Entrée en vigueur le 23 octobre 2020

Modifié par : Modifications techniques de la convention colle... - art. 2 (VNE)

En application de l'article L. 3121-44 du code du travail, la durée du travail applicable dans l'entreprise pourra être organisée sur une période de référence qui s'étend du 1er janvier au 31 décembre de l'année en cours.

a) Modalités de mise en œuvre : affichage, délai de prévenance des changements de durée ou d'horaires de travail

L'organisation du temps de travail doit être prévue à l'avance et la liste du personnel, y compris l'encadrement, composant les équipes, doit être affichée sur les lieux de travail, 15 jours avant son application.

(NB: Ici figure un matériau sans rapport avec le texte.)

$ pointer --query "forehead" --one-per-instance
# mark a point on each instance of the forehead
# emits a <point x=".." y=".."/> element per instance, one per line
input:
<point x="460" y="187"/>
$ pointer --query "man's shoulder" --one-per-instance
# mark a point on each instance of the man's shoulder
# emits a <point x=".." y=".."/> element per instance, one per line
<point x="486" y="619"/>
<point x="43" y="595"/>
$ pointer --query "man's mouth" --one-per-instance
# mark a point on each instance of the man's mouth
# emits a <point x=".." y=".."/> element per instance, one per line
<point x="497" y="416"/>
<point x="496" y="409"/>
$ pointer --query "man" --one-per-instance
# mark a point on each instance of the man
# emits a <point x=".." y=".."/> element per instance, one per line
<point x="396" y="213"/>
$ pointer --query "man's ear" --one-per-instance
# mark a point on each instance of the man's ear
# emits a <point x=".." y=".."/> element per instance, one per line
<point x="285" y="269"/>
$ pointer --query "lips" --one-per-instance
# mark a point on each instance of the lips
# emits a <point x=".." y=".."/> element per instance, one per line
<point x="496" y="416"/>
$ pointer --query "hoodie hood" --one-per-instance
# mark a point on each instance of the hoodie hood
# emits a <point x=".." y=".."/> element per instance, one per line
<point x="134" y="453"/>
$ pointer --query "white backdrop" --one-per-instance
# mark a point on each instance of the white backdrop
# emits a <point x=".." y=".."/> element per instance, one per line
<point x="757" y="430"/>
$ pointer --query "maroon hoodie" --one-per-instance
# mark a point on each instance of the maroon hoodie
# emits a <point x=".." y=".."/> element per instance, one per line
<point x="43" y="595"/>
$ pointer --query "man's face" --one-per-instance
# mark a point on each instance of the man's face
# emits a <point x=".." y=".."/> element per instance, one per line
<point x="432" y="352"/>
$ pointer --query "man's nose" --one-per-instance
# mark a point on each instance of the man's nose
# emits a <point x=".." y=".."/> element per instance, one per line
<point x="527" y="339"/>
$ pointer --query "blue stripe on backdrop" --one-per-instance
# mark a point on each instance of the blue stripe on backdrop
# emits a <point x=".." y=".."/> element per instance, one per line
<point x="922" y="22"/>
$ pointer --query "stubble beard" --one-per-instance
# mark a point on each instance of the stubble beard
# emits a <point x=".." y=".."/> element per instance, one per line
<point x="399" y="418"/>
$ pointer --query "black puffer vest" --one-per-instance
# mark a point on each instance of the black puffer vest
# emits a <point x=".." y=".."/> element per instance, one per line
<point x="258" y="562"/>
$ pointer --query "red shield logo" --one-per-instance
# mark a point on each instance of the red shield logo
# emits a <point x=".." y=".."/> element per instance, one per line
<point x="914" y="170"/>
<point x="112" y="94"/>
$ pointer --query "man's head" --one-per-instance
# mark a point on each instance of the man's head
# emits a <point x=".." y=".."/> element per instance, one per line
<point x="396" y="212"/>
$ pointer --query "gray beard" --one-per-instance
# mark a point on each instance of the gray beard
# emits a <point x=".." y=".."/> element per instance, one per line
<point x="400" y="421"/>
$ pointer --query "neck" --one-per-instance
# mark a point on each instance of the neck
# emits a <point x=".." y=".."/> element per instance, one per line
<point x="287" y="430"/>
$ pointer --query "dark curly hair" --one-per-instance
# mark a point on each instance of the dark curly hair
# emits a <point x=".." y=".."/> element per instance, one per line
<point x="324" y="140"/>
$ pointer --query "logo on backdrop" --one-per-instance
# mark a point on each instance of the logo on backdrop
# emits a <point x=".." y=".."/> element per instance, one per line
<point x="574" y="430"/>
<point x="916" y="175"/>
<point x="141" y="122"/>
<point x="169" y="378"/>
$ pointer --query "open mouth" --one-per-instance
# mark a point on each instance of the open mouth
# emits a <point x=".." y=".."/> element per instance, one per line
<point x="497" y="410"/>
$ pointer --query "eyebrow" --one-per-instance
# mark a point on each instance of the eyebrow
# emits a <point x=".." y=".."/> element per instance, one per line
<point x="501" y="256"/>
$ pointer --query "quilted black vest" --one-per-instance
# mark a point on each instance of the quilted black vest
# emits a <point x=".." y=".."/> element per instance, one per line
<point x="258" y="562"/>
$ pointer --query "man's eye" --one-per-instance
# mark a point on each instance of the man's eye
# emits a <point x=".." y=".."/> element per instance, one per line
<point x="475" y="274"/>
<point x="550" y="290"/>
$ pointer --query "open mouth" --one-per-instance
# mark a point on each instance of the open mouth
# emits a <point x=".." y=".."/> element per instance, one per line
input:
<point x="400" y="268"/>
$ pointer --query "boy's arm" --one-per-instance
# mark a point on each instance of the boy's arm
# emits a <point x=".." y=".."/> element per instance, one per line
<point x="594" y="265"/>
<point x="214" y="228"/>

Conformément à l'article D. 3171-5 du code du travail, l'affichage indique le nombre de semaines que comporte la période de référence et, pour chaque semaine incluse dans cette période de référence, l'horaire de travail et la répartition de la durée du travail.

Les salariés sont informés des changements sur la durée du temps de travail ou sur la répartition des horaires de travail, en respectant un délai de prévenance de 7 jours calendaires, sauf commun accord des parties.

b) Décompte et traitement des heures supplémentaires

Constituent des heures supplémentaires les heures effectuées au-delà de la durée légale annuelle de travail soit 1 607 heures si la période de référence est annuelle.

Si cette période est inférieure à l'année, les heures supplémentaires sont celles effectuées au-delà d'une durée hebdomadaire moyenne de 35 heures, calculées sur la période de référence.

Ces heures supplémentaires ouvrent droit à une majoration de salaire (ou à un repos compensateur équivalent), payées à l'issue de la période de référence.

c) Rémunération et conditions de prise en compte des absences, des arrivées et départs en cours d'année

Compte tenu des fluctuations d'horaires inhérentes à l'organisation du travail, la rémunération mensuelle des salariés auxquels est appliquée une répartition du temps de travail sur l'année (ou sur une partie de l'année) est lissée sur la base de l'horaire moyen effectif de travail.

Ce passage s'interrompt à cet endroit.